Präzise und produktschonend verpacken in kompakter Anlage
Schubert Projektleiter Georg Koutsogiannis bringt die Anforderungen des Neukunden auf den Punkt: „Die wesentlichen Vorgaben umfassten einen besonders präzisen und produktschonenden Verpackungsprozess bei gleichzeitig hoher Leistung. Darüber hinaus musste die Anlage kompakt sein.“

Die räumlichen Verhältnisse in der belgischen Produktionsstätte definierten exakt die Vorgaben für Höhe und Länge der Verpackungsmaschine. „Durch die kompakte Bauweise unserer schaltschranklosen TLM-Verpackungsmaschine sowie der Anordnung von jeweils drei F4-Robotern innerhalb eines Einzelgestells ermöglichten wir die gewünschte hohe Geschwindigkeit und Präzision, bei gleichzeitig optimaler Zugänglichkeit“, so Koutsogiannis.

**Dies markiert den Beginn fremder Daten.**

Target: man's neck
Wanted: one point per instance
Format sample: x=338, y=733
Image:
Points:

Die Anlage besteht aus lediglich vier Teilmaschinen. Alle Komponenten der Anlagen kommen bei Schubert aus einer Hand, was deren optimale Vernetzung gewährleistet. Die schaltschranklose Maschine verringert die Unterhaltskosten durch Energieeinsparungen sowie hohe Effizienz und Verfügbarkeit der Maschine. Der Kunde kann seine Verpackungsaufgaben auf Basis einer bedienerfreundlichen Steuerung in einem nahezu störungsfreien Betrieb automatisieren. Für die Bedienung der Anlage ist lediglich ein Mitarbeiter erforderlich. Geplante Unterbrechungen für Formatwechsel lassen sich innerhalb von zehn bis 15 Minuten vornehmen.

Ein Scanner gewährleistet, dass jeder Aufnehmer den Keks exakt mittig erfasst, damit das Produkt schonend und ohne Beschädigung in das Tray gelangt. (Bild: Gerhard Schubert)

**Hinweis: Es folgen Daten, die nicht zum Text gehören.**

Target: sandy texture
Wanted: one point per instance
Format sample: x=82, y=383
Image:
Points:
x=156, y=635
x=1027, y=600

Drei unterschiedliche Tray-Formate
In der ersten Teilmaschine übernehmen F3-Roboter das Entstapeln der Kunststofftrays aus dem Magazin und platzieren diese auf dem Band zum Weitertransport in die nächste Teilmaschine. Dort beladen Pick-und-Place-Roboter die Trays mit den Backwaren. Derzeit werden die Produkte in drei unterschiedlichen Trayformaten von drei bis vier Gefachen verpackt.

Die einzelnen Kekse, die im patentierten Gegenlaufprinzip von Schubert einlaufen, werden durch ein Spreizband voneinander getrennt, bevor der Scanner ihre präzise Position auf dem Band erkennt. Mit den Daten dieser Positionsbestimmung regelt die Steuerung die neun in Reihe positionierten F4-Roboter. Damit ist sichergestellt, dass die Pick-und-Place-Roboter die einzelnen Produkte mittels Vakuum exakt mittig aufnehmen und entsprechend schonend in die einzelnen Kavitäten des Trays platzieren.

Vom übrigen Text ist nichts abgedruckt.